An Algorithm To Stop Joke Plagiarists

Posted by timothy on Thursday September 10, 2015 @04:12AM from the stop-me-if-you've-heard-this-one-before dept.

Bennett Haselton writes: The comedy world crucified Josh "Fat Jew" Ostrovsky for building his career on re-tweeting other people's jokes without attribution. But Twitter, or whichever company rises as their successor, could easily implement an algorithm that could stop plagiarists from building a following, while still rewarding joke writers who come up with original content. Read on for Bennett's take on how such a system could work.

The basic algorithm is very similar to the random-sample-voting algorithm that I've advocated as a way to stop vote manipulation on Digg, how to handle abuse reports in a scalable way on Twitter and on Facebook, and how to identify the best ideas submitted to the White House's "We The People" petition site. The algorithm can be used to rate the best jokes (at least according to the average rating of users, not according to some Platonic ideal), while still flagging plagiarized jokes and preventing anyone from building up a following by using them.

Under the algorithm, suppose a subset of users -- let's say, 1 million -- signs up to receive tweets in the general humor category. When a would-be amateur comedian comes up with a funny tweet, then in addition to tweeting it to their followers (if they have any), they can submit it to the humor category generally. The joke is first pushed to the feeds of, say, 1,000 randomly selected users, who have the option of rating it (independently of each other, without seeing the opinions of other raters). Once the joke has acquired enough ratings to constitute a statistically significant sample -- so that the average rating really does reflect the community's "opinion" of the joke -- then the joke gets released into the general pool of jokes available to all 1 million users subscribed to the "humor" category. Those users can decide what threshold of quality they want to set for the jokes that show up in their feed -- for example, if you only want to see jokes that got an average rating of 9 out of 10 or higher, you might only see 50 a day, but if you can lower your standards down to an 8, you might see 100 or 200. And if a user really likes a particular joke that they see in their "threshold feed," they can browse the other jokes in that author's Twitter feed and decide whether to follow them.

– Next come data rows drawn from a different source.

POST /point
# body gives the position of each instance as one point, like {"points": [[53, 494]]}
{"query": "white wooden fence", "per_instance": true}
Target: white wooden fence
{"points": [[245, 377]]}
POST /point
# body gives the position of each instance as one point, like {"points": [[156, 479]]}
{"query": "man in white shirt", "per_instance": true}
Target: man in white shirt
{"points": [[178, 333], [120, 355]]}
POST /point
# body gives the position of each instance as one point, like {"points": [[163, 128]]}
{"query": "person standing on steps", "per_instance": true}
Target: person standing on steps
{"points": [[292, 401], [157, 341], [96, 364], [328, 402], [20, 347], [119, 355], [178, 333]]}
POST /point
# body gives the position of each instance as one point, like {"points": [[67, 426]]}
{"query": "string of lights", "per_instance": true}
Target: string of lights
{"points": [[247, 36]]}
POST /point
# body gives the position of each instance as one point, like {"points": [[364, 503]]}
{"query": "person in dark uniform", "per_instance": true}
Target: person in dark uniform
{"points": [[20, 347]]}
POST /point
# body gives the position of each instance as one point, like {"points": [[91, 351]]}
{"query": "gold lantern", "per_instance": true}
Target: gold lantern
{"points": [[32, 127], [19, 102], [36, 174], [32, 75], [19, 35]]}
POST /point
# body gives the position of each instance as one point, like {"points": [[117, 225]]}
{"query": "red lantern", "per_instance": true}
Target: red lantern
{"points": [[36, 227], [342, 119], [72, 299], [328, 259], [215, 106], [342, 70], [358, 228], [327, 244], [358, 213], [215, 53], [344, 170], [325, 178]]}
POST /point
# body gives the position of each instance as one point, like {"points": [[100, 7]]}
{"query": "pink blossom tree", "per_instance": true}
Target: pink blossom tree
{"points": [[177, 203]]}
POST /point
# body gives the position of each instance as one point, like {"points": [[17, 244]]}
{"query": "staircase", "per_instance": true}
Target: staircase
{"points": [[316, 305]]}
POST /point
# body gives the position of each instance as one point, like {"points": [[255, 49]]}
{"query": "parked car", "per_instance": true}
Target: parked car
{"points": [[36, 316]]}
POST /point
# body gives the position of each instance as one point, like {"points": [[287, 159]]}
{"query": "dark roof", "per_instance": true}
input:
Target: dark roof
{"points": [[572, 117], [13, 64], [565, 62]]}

So if your joke sucks, it will only end up wasting the time of about 1,000 people, but if it gets a high rating, it will be available in the feeds of up to 1 million people. Thus from the user's point of view, only about 0.1% of the jokes that they see in their feed, are sucky jokes that were pushed to them as part of an initial "focus group" to measure their quality; the other 99.9% is made up of jokes that met whatever threshold they set for the average rating.

As I've stressed in the case of other applications of the random-sample-voting algorithm, this system is scalable, because the number of available reviewers grows as the community grows. It's also non-gameable -- because the raters are randomly selected, even if you create a large number of zombie accounts to try and upvote your own joke, the zombies won't constitute a significant portion of the raters, if the raters are selected from the entire pool of 1 million users.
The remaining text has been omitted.